One morning, Joe sat at the grand piano in the living room having coffee, playing the piano, and talking to me. A fat man and a girl with braided hair walked through, completely engrossed in their own conversation.
“She tore up her mother’s car yesterday,” the girl said.
“I thought it was the TV.”
“No, the TV was last week….”
They continued out into the hall, whereupon a bald man in a business suit poked his head in.

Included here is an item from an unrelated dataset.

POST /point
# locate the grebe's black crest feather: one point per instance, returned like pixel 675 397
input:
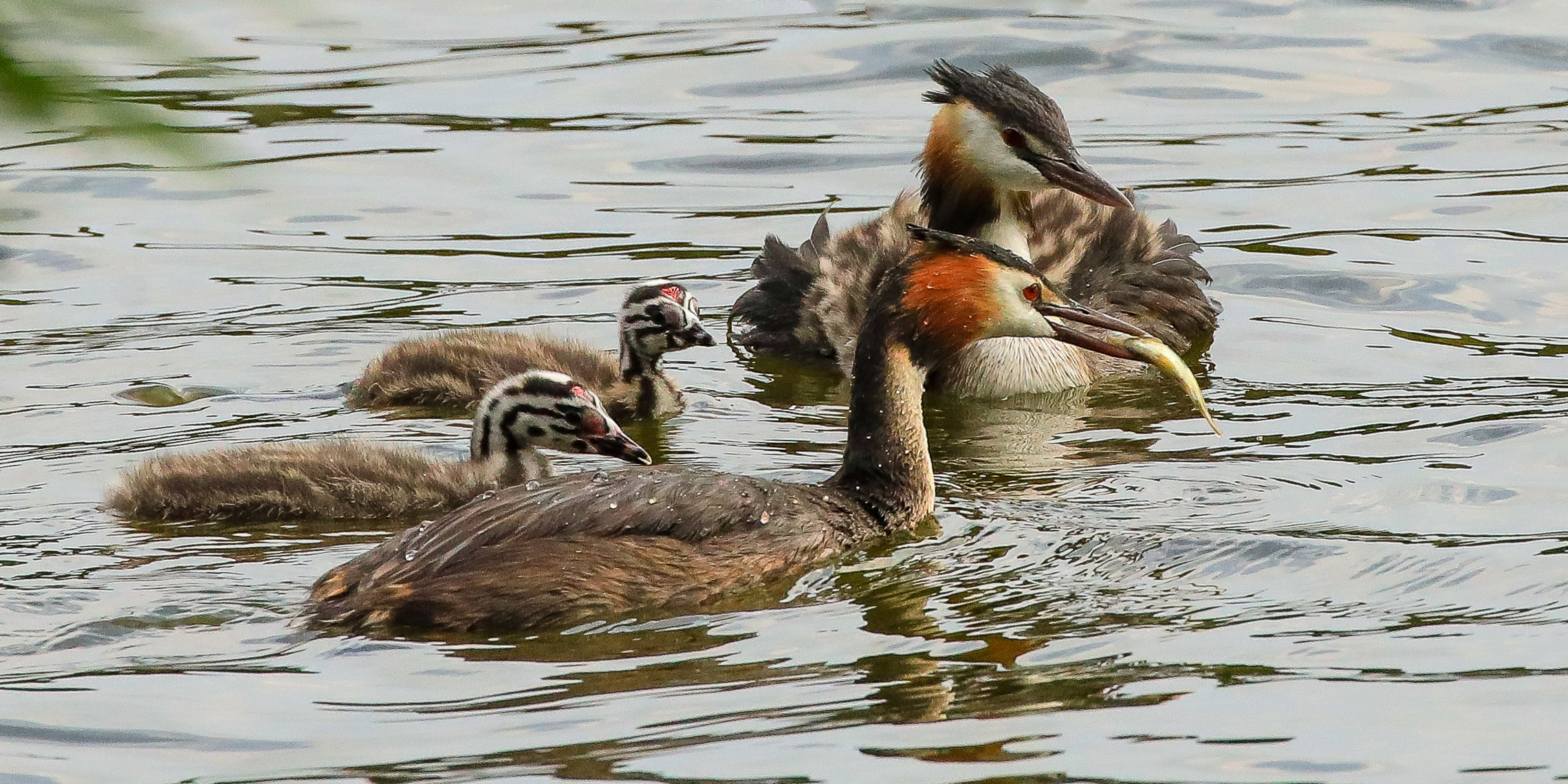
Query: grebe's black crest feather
pixel 1004 94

“The meeting’s at two,” he said to Joe. “I’ll call you when it’s over. Wish me luck.” Then he disappeared. At that point, Mandy came in from the kitchen, wrapped in a white sheet and looking like a voluptuous goddess. She plucked a cigarette from the pack in Joe’s shirt pocket, kissed him on the forehead, whispered, “Draw up the damn divorce papers!” and then skipped back into the kitchen, where Jerry resumed cutting her hair. In the dining room, a young man hooted with laughter as he read Lewis Grizzard’s column aloud to a white-haired woman who was not finding it at all funny. Overhead, the sound of high-heeled shoes clicked across the floor.
“Well, it’s nine-thirty A.M.,” said Joe, “and I ain’t bored yet.”
Joe was talking not just to me, but to a person at the other end of the telephone, which was tucked under his chin. Joe often engaged in split conversations of this sort. Sometimes you knew who the other party was, sometimes you did not.
“I woke up this morning at seven,” he was saying, “and there was this big lump next to me under the covers, which I thought was strange because I had gone to bed alone. Mandy was in Waycross for the night and not due back here for an hour or so. So I lay there just looking at the lump, trying to figure out who or what it was. It was very big, bigger than anybody I knew…. What? … I was sure it was a human being and not a pile of laundry, because it was breathing. Then I noticed something strange about the breathing pattern: It was coming from two different parts of the lump. Finally, it dawned on me that the lump was two people, which meant I was odd man out, so I yanked the covers back, and sure enough, it was a boy and a girl. I had never seen either one of them before. They were both completely naked.”